Teaching Statement

I have been the instructor for eight undergraduate courses: three semesters teaching “Mathematical Thinking,” a course aimed at non-math majors covering symbolic logic, set theory, and probability; two semesters teaching “Calculus for Business and Economics,” and three semesters teaching “Calculus and Differential Equations for Biology.” In these service courses, I give students mathematical tools for further studies in their program, typically with a brief lecture on each concept or technique, followed by many examples on the board. In these examples, I prompt the class to give me each step, so that the students collectively direct the solutions. I find it very valuable to have students work for several minutes in small groups on problems involving the topic just covered, as I circulate and give feedback.

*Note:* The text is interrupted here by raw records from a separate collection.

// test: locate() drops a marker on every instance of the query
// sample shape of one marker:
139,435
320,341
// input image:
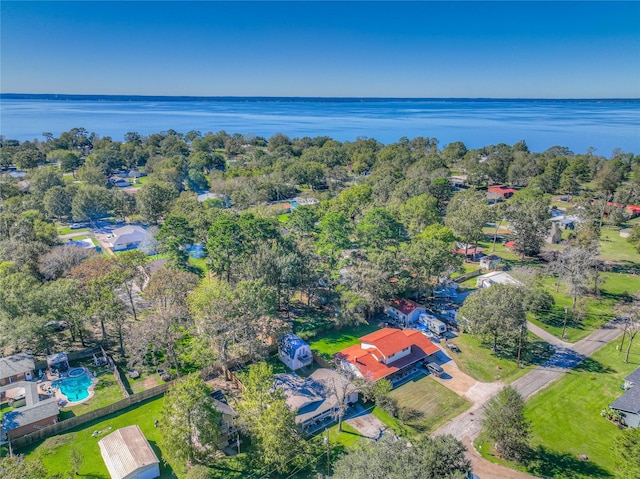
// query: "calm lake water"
577,124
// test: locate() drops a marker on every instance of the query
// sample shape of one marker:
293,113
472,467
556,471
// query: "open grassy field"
566,421
65,230
599,309
616,248
54,451
106,391
482,364
432,405
330,343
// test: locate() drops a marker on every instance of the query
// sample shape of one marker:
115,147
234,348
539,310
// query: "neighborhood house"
497,277
316,398
404,310
29,413
294,352
629,403
387,353
490,261
18,367
127,237
503,191
128,455
227,426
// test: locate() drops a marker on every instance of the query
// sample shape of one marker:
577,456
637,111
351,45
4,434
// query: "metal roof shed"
128,455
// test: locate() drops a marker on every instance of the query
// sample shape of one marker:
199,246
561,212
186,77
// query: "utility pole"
326,441
520,344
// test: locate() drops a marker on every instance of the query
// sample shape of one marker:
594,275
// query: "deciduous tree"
189,422
505,424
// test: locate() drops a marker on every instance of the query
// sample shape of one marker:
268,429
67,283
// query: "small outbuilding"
127,237
490,261
128,455
294,352
496,277
18,367
404,310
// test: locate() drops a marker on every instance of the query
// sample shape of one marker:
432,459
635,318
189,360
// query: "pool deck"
45,388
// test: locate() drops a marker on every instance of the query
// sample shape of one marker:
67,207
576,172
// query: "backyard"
326,345
616,287
566,421
426,404
482,364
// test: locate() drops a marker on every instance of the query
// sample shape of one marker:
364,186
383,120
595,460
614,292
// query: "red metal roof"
386,342
501,189
405,306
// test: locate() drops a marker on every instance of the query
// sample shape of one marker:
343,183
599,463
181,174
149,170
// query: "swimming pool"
74,388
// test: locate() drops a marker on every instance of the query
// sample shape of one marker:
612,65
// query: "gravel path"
468,425
546,336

I would love the opportunity to go into greater depth about the development and justification of the ideas. The courses I have taught have imposed a strict roster of topics to cover, but based on my own student experience I believe depth would improve the students' appreciation of the material.

As an undergraduate majoring in computer science, I had a low opinion of mathematics. I didn't like calculus, and avoided any math classes through most of college. In my last year of college, I switched to a mathematics major solely to finish faster, but found the courses so fantastic that I've never since considered not being a mathematician.

I'm far from the only student who's been turned off by calculus courses. Yet, when I learned essentially the same content in Real Analysis, I liked it much better. What was so bad about my calculus courses? I believe that the aspects left out to accommodate “general students” are actually part of the problem. The omission of definitions and proofs leaves a pile of facts to memorize, with little understanding of what makes them true. Even the good students, who memorize all the facts, have only a superficial understanding, and at some level they know this. This makes them uncomfortable, because they're afraid it will be discovered that they've been faking all along.

For instance, I think that any introductory course in calculus should begin with a fairly detailed discussion of what the real numbers are. The completion of the natural numbers under subtraction to get the integers, and the completion of the integers under division to get the rationals, are accessible ideas. We can generalize from these to adding roots of polynomials to get the algebraic reals, and finally adding limits of sequences to get the real numbers. We can talk about some of the ways the real numbers are actually quite bizarre. There seems to be a feeling that keeping such details “under the rug” somehow makes the subject more palatable to students, when in fact it envelops the whole subject in a cloud of uncertainty and doubt.

Of course, going into such details takes time, and discussing it until the ideas are clear to everyone makes it impossible to keep a predictable schedule. I believe that it's important to have wiggle room in the schedule, to do more examples of something which turns out to be unclear, or to follow up on a student's thoughts in class (even when they don't lead where I'm planning), or to digress a bit. For instance, when I cover binomial coefficients in Mathematical Thinking, I could easily go on an extended tangent about Pascal's Triangle. I never have time. But I believe that the connections and perspective offered by such divagations are more likely to make the material memorable and relevant than a constant nose-to-the-grindstone approach.

Hence, if I were responsible for designing my own course, I'd include significantly fewer mandatory topics to cover. The students might be exposed to less material, but having time to explore ideas would make learning more enjoyable and perhaps more likely to be retained. We can't expect that the students will remember all the theorems and techniques after a decade or two (although we can hope that they remember enough to be able to look them up when they're needed.) Instead, I agree with Underwood Dudley that our goal should be a lifelong skill of thinking mathematically. This means demonstrating how to deal with complexity through precise definitions and the power of abstraction. It also means an introduction to the epiphanic power of deductive proof. Abraham Lincoln noted that lawyers must know what it means to `demonstrate,' and to this end he studied Euclid's Elements[1]. This clarity can be of use to everyone, not just lawyers or mathematicians. But this is impossible for our students to discover when we strip the definitions and details out of our courses.